With the myriad bugs that players have been able to unearth over the last month in New World, there have been plenty of assumptions about how the game handles server/client authority, leading to any number of armchair developers claiming to know how the game’s backend works and how problems should be fixed. In response, one of the devs offered a lengthy explanation about just how the game handles transmitting data from user to server, immediately tamping down the prevailing idea that New World is client authoritative.
“From a simulation standpoint New World is entirely server based. At a high level the model is this: clients dispatch controller inputs to the server, and the server then checks that input for limits that might invalidate it, then if accepted uses it as an input to a character (‘actor’ is our internal name) within server memory. Physics and game rules are then run (entirely server side), and the outcome is sent back to the original client. Clients will then draw the outcome determined by the server.”

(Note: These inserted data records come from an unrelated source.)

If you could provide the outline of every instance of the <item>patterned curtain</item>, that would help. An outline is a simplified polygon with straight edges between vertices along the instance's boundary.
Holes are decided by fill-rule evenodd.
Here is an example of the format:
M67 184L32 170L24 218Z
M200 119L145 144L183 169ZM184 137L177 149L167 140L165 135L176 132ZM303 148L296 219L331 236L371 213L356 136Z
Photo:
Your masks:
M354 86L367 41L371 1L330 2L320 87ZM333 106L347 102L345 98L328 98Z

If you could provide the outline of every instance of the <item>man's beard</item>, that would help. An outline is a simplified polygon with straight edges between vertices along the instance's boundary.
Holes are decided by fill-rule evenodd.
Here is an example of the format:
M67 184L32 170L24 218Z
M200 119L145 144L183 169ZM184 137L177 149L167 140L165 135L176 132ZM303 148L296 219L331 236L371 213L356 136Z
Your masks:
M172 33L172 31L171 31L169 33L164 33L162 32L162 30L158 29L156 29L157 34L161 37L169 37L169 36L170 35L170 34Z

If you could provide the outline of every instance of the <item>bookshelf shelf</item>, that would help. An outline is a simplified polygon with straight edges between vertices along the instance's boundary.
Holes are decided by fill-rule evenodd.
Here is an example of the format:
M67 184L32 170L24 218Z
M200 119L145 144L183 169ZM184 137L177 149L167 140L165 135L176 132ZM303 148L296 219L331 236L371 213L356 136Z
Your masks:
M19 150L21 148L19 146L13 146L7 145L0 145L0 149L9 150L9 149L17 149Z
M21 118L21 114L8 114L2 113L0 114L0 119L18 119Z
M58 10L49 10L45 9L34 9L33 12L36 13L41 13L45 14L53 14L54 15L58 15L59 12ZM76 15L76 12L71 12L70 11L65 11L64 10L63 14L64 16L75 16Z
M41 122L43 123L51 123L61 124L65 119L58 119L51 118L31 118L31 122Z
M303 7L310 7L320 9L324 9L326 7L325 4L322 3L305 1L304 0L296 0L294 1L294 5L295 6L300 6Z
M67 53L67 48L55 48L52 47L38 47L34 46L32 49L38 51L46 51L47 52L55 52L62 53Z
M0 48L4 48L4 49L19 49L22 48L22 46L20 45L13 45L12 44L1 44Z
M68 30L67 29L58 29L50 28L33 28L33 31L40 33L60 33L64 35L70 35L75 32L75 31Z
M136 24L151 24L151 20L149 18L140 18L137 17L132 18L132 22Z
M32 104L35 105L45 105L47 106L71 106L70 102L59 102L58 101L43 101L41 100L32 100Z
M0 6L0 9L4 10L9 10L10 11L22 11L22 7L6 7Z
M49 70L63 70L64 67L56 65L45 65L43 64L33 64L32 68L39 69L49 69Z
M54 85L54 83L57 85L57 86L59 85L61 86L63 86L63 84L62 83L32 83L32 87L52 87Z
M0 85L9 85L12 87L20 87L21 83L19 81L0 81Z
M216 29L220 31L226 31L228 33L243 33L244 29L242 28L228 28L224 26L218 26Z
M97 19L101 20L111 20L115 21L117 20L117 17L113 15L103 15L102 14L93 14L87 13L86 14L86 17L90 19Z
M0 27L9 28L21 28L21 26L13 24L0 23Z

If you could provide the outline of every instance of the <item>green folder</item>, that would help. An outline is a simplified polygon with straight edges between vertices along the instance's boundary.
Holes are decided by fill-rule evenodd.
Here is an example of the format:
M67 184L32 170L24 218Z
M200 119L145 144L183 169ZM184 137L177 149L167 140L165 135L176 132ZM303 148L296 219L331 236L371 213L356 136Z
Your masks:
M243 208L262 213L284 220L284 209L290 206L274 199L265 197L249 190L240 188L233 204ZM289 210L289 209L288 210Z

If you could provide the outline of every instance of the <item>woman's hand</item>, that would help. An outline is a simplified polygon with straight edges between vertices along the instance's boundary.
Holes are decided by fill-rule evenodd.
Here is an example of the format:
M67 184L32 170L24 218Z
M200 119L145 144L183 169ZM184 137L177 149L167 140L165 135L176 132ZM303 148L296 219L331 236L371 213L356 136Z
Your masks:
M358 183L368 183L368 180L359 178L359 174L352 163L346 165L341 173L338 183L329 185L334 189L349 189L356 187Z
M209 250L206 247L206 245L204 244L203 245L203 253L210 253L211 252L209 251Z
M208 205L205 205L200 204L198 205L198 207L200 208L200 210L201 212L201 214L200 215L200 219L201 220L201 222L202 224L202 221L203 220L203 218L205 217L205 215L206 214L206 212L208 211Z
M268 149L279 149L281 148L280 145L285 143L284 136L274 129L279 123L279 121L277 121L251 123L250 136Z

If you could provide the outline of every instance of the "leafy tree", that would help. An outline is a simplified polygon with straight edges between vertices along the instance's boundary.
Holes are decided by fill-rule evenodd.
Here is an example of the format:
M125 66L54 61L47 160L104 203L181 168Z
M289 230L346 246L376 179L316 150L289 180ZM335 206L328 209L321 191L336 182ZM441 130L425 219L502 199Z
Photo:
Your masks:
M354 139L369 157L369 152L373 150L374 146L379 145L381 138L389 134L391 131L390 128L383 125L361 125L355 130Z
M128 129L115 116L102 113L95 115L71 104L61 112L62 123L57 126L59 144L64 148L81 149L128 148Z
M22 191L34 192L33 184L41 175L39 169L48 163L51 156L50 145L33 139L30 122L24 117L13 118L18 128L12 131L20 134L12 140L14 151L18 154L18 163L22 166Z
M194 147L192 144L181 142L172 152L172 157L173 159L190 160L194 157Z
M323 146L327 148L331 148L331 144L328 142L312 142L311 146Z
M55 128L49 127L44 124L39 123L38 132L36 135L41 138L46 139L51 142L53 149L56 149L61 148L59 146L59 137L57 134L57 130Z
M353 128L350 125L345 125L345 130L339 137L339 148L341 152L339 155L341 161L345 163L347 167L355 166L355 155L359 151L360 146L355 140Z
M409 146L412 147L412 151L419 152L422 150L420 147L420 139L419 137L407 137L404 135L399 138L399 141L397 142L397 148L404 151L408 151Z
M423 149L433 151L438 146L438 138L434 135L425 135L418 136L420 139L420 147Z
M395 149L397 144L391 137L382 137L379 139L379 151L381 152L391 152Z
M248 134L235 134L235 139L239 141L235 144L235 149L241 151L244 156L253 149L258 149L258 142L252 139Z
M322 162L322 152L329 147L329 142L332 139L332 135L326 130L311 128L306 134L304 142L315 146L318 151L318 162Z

The post further goes into a deep and technical dig into how the game’s server/client authority runs while explaining a couple of reasons on how bugs work in the game. For those who have ideas on how New World’s architecture runs, it’s a pretty informative read.
In other news, there’s a growing movement among players to create PvP only servers, with one poster positing that people are realizing that New World is lacking in PvE content. There’s even an unofficial open PvP server being organized by EU players to inject a sense of excitement into the game’s open world activities.